# Ghosting as a notch filter

Series Geophysical References Series Problems in Exploration Seismology and their Solutions Lloyd P. Geldart and Robert E. Sheriff 9 295 - 366 http://dx.doi.org/10.1190/1.9781560801733 ISBN 9781560801153 SEG Online Store

## Problem 9.20a

The ghost reflection from the sea surface acts as a notch filter for receivers planted on the sea floor. Plot the notch frequency versus water depth.

### Background

A notch filter discriminates against a very narrow band of frequencies.

### Solution

When a reflected wave is recorded by receivers on the sea floor, a ghost produced by reflection at the surface will be superimposed on the primary reflection $G(z)$ . The reflection coefficient at the surface is –1, so, from problem 9.19, the ghost is $G(z)(-z^{n})$ , where the two-way traveltime through the water layer is $n\Delta$ . Therefore, the recorded signal is $G(z)(1-z^{n})$ .

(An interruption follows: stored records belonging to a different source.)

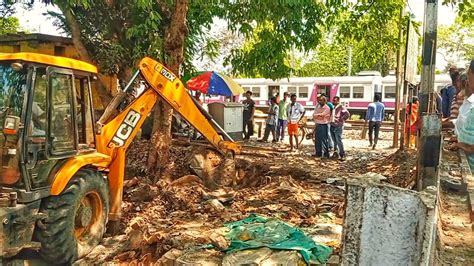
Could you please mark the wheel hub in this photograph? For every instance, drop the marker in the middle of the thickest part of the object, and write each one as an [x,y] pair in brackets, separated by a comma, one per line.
[83,216]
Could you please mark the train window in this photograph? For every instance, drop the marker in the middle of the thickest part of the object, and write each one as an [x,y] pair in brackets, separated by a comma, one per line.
[324,89]
[358,92]
[345,92]
[291,90]
[303,92]
[256,92]
[389,92]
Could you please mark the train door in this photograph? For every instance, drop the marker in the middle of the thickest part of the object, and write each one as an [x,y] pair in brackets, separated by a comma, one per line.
[273,91]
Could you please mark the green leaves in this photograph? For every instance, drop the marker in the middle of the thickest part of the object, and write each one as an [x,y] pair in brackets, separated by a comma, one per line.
[9,25]
[465,9]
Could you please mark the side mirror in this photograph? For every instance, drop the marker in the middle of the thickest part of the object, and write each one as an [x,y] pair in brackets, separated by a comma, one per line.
[12,124]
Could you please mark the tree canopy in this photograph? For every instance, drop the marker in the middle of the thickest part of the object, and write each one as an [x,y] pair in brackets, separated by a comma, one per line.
[456,41]
[8,23]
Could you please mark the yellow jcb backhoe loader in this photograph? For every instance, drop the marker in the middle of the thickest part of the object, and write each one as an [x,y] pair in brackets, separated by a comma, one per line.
[61,175]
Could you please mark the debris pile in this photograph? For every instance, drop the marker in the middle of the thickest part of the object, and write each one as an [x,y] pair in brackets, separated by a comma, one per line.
[181,214]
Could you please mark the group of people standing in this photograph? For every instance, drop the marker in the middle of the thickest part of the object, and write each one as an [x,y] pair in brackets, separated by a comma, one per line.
[460,111]
[329,118]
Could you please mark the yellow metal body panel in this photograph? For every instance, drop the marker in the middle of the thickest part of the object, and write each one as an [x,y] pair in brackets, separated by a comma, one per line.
[50,60]
[114,139]
[118,133]
[69,169]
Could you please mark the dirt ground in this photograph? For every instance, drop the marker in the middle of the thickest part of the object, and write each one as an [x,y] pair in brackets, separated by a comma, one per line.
[455,230]
[181,213]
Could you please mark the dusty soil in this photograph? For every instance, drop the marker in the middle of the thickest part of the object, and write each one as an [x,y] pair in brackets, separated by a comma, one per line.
[180,212]
[456,232]
[456,243]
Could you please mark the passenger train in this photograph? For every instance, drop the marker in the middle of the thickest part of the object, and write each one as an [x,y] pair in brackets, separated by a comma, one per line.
[356,92]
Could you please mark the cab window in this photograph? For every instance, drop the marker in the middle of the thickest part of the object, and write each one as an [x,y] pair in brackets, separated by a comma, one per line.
[61,120]
[84,119]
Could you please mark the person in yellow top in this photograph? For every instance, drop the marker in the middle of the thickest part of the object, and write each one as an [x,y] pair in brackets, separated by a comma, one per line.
[282,117]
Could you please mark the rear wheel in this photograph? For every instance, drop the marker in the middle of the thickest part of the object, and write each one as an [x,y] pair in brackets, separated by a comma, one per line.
[76,219]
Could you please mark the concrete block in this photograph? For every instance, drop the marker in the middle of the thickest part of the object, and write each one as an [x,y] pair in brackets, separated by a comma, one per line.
[387,225]
[453,184]
[468,179]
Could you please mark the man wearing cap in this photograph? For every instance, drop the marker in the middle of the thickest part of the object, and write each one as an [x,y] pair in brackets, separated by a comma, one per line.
[282,117]
[295,111]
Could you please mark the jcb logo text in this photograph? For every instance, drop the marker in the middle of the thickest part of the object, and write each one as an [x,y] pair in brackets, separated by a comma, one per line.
[125,129]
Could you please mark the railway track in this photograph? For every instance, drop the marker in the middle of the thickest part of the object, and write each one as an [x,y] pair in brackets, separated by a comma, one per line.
[387,126]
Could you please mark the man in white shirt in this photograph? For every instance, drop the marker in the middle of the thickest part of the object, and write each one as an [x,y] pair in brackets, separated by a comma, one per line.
[295,112]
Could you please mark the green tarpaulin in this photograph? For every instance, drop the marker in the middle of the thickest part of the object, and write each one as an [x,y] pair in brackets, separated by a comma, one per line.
[256,231]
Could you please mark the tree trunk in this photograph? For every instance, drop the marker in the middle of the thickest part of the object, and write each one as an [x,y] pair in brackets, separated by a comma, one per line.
[174,51]
[75,30]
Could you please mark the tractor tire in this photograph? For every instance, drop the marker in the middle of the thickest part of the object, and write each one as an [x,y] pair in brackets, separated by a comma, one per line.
[76,219]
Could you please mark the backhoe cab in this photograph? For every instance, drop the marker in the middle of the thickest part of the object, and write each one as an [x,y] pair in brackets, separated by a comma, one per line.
[61,175]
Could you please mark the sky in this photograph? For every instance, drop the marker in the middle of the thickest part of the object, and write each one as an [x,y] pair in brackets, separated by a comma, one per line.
[35,21]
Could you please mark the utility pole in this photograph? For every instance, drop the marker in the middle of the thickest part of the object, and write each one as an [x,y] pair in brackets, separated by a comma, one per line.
[399,76]
[349,60]
[430,137]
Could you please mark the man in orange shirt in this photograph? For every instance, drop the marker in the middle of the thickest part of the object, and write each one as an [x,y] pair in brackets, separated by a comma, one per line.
[295,111]
[322,118]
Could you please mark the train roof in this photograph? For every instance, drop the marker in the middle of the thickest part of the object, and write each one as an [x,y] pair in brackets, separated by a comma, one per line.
[306,80]
[440,78]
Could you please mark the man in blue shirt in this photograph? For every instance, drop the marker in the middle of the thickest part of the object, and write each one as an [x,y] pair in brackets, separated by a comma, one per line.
[375,115]
[449,92]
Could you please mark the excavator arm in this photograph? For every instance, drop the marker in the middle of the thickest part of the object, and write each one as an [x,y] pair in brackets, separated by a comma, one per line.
[115,132]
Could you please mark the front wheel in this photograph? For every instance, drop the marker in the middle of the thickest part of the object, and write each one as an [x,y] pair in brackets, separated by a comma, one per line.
[76,219]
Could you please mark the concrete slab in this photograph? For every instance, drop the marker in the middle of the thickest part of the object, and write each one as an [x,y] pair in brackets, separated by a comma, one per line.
[468,179]
[387,225]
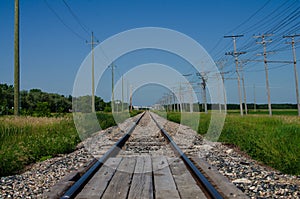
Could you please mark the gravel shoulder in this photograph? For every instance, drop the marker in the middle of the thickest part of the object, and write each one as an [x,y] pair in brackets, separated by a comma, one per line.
[253,178]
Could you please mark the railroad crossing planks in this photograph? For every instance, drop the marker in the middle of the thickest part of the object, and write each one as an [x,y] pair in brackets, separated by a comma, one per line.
[142,184]
[185,182]
[142,177]
[97,185]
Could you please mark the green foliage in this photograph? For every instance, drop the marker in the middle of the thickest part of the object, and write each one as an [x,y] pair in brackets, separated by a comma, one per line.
[35,102]
[271,140]
[26,140]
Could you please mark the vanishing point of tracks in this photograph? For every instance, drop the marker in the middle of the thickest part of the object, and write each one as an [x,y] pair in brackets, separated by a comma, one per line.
[145,165]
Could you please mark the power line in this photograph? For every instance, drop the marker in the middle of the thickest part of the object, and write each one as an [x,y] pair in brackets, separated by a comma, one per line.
[84,27]
[62,21]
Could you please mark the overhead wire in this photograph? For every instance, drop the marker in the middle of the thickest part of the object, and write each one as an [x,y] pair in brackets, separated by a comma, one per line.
[62,21]
[83,26]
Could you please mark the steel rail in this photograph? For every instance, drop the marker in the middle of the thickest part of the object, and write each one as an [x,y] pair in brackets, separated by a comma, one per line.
[113,151]
[198,175]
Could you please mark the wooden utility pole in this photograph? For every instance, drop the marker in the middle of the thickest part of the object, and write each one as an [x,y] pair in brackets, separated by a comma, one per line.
[263,42]
[130,98]
[295,68]
[17,61]
[112,88]
[93,72]
[254,98]
[235,54]
[244,90]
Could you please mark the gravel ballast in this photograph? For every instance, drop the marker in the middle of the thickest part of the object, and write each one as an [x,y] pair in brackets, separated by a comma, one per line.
[253,178]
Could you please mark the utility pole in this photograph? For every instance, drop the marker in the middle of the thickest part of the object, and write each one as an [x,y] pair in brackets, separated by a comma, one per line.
[244,90]
[221,66]
[112,88]
[263,42]
[122,94]
[235,54]
[254,96]
[130,98]
[17,61]
[180,98]
[295,67]
[203,85]
[93,72]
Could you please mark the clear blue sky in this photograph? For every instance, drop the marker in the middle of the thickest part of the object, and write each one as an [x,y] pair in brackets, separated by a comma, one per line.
[51,53]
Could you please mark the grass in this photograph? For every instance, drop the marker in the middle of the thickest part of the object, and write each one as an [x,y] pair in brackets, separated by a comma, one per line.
[273,141]
[266,112]
[26,140]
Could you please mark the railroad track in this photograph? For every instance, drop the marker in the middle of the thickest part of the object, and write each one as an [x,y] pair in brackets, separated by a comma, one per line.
[147,163]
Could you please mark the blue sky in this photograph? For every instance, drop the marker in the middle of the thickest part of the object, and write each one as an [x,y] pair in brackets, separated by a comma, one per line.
[51,53]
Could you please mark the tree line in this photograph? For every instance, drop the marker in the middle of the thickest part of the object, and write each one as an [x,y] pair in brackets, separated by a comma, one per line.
[35,102]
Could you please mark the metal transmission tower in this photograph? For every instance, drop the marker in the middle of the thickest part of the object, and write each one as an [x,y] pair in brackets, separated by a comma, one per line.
[93,72]
[203,77]
[244,89]
[235,54]
[295,67]
[17,61]
[221,66]
[263,42]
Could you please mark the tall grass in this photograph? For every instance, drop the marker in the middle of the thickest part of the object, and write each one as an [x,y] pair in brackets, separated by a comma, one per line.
[273,141]
[25,140]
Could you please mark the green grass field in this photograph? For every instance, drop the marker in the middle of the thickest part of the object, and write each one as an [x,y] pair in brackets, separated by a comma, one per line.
[266,112]
[25,140]
[273,141]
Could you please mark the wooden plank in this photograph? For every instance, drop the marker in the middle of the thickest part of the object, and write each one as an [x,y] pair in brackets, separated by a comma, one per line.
[119,186]
[96,186]
[164,184]
[141,186]
[228,189]
[185,182]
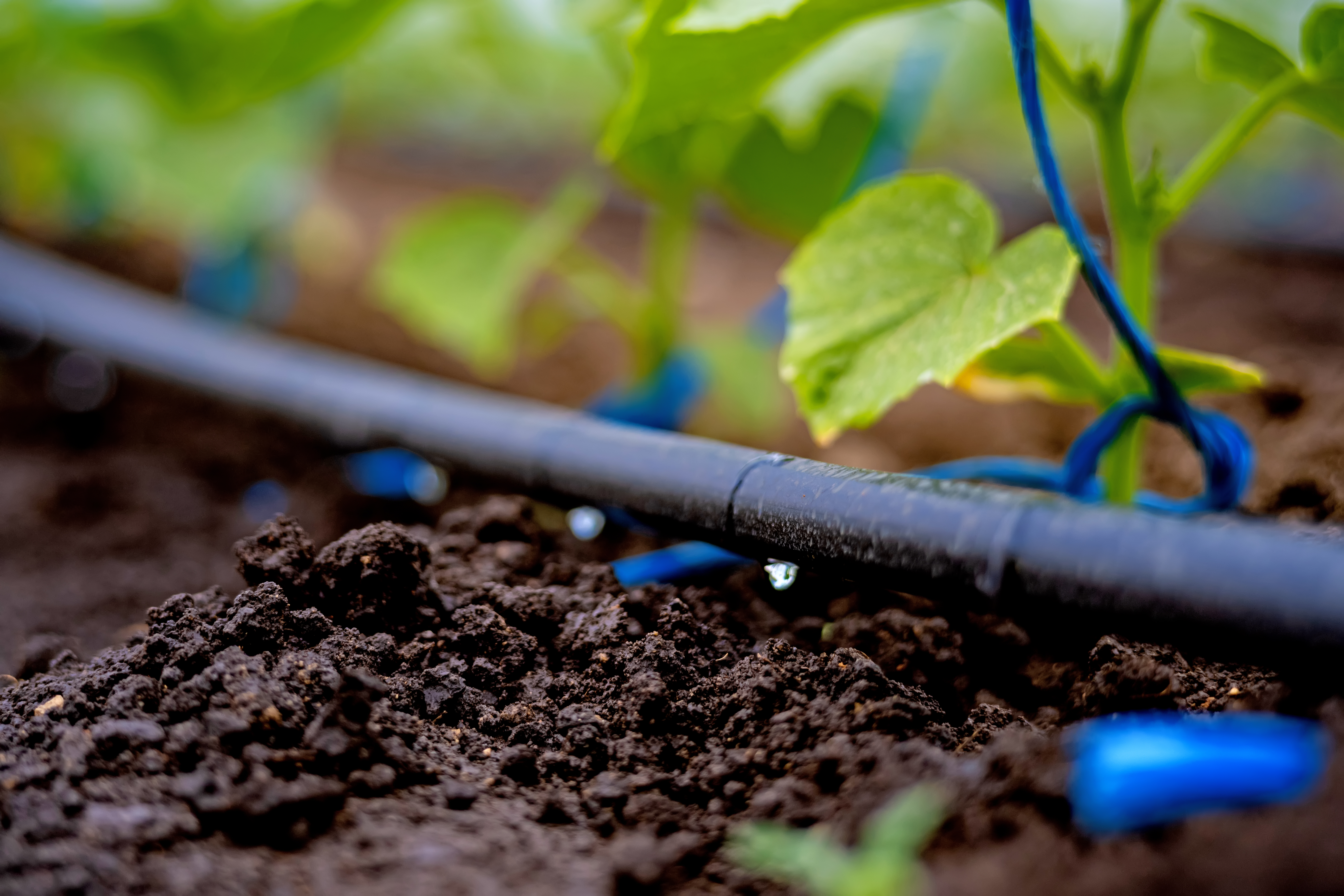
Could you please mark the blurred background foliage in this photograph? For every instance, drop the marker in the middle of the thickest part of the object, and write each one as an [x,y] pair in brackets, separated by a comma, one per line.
[209,123]
[205,119]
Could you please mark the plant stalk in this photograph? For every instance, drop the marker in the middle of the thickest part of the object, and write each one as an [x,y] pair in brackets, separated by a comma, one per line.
[669,237]
[1225,144]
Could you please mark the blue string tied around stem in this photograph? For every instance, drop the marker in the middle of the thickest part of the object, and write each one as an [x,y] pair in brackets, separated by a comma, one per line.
[1222,445]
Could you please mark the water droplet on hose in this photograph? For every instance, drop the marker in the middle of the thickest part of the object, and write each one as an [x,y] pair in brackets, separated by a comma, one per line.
[783,574]
[585,523]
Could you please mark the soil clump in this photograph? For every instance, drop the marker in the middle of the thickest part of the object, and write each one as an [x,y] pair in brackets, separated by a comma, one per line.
[479,707]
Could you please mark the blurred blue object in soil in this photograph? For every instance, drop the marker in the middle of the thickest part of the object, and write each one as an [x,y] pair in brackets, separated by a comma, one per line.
[1146,769]
[662,401]
[240,283]
[913,82]
[396,473]
[264,500]
[673,565]
[772,320]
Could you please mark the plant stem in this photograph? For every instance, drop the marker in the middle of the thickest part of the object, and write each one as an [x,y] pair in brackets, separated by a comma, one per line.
[1132,233]
[667,252]
[1224,146]
[1122,464]
[1077,358]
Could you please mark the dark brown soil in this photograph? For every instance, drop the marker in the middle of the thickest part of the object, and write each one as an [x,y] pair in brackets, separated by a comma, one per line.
[107,514]
[480,709]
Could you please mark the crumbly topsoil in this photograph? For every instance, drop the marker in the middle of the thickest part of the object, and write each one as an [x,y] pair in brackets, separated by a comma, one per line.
[475,710]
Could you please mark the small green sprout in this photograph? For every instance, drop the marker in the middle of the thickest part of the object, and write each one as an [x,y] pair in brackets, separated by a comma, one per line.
[885,863]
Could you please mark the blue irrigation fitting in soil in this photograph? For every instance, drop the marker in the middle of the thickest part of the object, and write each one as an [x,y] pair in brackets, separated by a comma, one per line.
[1144,769]
[1026,550]
[686,561]
[243,281]
[396,473]
[1222,445]
[662,401]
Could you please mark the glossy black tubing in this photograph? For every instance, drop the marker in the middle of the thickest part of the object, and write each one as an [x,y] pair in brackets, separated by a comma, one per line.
[1260,578]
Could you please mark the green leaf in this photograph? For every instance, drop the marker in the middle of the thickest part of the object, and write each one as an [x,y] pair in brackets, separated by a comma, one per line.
[1025,367]
[744,379]
[200,64]
[1197,373]
[682,77]
[902,287]
[886,862]
[1323,43]
[458,273]
[1233,53]
[786,190]
[790,856]
[673,167]
[730,15]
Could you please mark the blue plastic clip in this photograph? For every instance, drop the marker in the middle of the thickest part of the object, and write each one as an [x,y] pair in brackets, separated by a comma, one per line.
[1154,768]
[663,401]
[683,561]
[396,473]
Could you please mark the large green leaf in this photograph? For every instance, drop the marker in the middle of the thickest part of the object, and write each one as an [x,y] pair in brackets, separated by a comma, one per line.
[786,190]
[458,273]
[200,62]
[1323,43]
[1021,369]
[683,76]
[902,287]
[1029,367]
[1204,373]
[674,166]
[1234,53]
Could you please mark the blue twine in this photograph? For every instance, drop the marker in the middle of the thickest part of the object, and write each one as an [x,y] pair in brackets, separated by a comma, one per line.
[1226,452]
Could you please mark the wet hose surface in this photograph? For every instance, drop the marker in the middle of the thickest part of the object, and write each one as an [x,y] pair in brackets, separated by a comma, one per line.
[1256,577]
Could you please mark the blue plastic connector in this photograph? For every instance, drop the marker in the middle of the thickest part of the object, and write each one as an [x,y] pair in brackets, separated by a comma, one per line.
[396,473]
[662,401]
[1154,768]
[681,562]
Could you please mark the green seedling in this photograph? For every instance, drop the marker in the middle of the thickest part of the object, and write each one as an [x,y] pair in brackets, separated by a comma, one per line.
[884,863]
[907,284]
[486,277]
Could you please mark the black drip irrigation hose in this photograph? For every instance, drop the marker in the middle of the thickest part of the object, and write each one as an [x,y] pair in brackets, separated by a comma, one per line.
[1259,578]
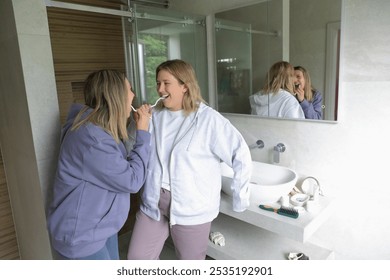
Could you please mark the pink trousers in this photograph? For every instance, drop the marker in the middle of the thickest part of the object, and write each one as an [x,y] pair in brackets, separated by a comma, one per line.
[149,236]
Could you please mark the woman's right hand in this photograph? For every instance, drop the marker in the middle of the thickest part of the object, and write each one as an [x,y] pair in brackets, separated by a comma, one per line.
[143,116]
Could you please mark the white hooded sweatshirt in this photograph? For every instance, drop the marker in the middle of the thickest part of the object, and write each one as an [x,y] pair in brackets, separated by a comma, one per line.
[278,105]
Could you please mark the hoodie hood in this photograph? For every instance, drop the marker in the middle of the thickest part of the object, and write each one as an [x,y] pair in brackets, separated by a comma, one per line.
[281,104]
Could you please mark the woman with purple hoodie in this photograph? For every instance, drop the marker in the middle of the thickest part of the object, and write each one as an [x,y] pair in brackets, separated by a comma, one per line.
[95,174]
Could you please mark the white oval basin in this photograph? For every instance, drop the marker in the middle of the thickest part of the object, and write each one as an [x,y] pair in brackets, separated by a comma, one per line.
[268,182]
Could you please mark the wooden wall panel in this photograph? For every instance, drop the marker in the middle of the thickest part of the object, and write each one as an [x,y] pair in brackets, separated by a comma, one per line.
[82,42]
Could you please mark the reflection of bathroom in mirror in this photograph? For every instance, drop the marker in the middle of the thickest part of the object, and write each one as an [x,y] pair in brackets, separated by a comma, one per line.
[249,39]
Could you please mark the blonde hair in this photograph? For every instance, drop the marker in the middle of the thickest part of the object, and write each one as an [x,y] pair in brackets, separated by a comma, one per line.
[279,76]
[185,75]
[106,93]
[309,89]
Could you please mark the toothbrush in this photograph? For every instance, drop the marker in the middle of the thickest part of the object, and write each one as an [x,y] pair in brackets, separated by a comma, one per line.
[285,211]
[161,98]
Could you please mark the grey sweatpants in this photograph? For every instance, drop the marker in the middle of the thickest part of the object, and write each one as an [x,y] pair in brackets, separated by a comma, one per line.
[149,235]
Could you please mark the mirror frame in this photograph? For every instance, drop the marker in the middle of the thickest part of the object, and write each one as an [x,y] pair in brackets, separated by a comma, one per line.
[331,67]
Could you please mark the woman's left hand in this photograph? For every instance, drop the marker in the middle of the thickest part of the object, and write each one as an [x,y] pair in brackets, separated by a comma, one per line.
[143,116]
[300,93]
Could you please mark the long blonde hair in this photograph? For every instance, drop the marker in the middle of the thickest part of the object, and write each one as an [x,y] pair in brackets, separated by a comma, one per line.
[279,76]
[106,93]
[185,74]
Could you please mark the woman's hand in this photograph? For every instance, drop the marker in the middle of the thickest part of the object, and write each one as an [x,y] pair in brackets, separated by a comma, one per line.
[300,93]
[142,117]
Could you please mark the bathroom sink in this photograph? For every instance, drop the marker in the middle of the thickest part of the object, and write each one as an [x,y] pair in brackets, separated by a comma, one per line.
[268,182]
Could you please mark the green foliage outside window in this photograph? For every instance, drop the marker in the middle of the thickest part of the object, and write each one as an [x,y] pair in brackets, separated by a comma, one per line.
[155,49]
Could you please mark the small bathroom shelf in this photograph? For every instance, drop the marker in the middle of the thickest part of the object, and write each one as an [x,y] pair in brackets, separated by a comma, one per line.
[300,229]
[248,242]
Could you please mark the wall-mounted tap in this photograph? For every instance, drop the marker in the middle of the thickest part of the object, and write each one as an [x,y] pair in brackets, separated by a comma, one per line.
[279,148]
[259,144]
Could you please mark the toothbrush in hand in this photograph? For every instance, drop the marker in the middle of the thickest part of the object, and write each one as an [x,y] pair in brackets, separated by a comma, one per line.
[161,98]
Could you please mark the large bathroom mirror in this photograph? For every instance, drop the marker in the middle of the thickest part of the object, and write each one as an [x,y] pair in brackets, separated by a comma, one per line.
[250,39]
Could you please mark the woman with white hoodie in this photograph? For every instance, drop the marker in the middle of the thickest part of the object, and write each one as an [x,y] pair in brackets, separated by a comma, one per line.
[181,195]
[277,99]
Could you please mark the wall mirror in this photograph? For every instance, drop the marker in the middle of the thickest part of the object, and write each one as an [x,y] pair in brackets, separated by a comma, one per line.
[249,39]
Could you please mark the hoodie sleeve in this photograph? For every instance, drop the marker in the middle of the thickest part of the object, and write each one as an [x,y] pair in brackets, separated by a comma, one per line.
[233,150]
[106,167]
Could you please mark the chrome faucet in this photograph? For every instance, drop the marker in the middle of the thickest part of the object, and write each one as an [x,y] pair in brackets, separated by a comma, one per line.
[279,148]
[259,144]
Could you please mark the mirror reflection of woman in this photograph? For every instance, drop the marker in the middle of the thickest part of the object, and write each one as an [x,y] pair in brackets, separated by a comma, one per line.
[308,97]
[276,99]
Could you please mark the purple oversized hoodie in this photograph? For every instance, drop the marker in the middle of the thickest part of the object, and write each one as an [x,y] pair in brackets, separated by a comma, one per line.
[94,179]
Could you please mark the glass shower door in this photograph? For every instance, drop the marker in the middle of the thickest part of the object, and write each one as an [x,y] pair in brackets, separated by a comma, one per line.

The recorded signal will be zero whenever $z^{n}=+1$ . Using Euler’s formula (Sheriff and Geldart, 1995, problem 15.12a), we get

{\begin{aligned}z^{n}=e^{-2\pi fn\Delta }\\=\cos(2\pi fn\Delta )\\-j{\sin }(2\pi fn\Delta ),\end{aligned}} so $z^{n}=+1$ when $2\pi fn\Delta =2\pi$ , that is, when $f=1/n\Delta$ The two-way travel traveltime for a source depth $d$ is $n\Delta =2d/V_{W}$ . Taking the water velocity as $V_{W}=1500$ m/s, we arrive at the result:

 {\begin{aligned}f=V_{W}/2d=750/d,\end{aligned}} (9.20a)

where $d$ is in meters. The graph of $f$ versus $d$ is shown in Figure 9.20a.

## Problem 9.20b

If air-gun sources are fired at 10-m depth, how will this affect the spectrum?

### Solution

Energy leaving the source and reflected at the surface will produce a ghost delayed by $\Delta t=2\times 10/1500\approx 13\ {\hbox{ms}}$ . The source ghost will have opposite polarity to the primary wave, with a delay of 13 ms corresponding to a frequency of 77 Hz; thus, it will interfere destructively with the frequency of 77 Hz in the original signal. As a result, frequencies in a narrow band centered on 77 Hz will be attenuated.

Additional ghosting will occur at receivers located below the surface due to reflection at the surface of the upcoming wavelet; this effect can be calculated in the same way as above.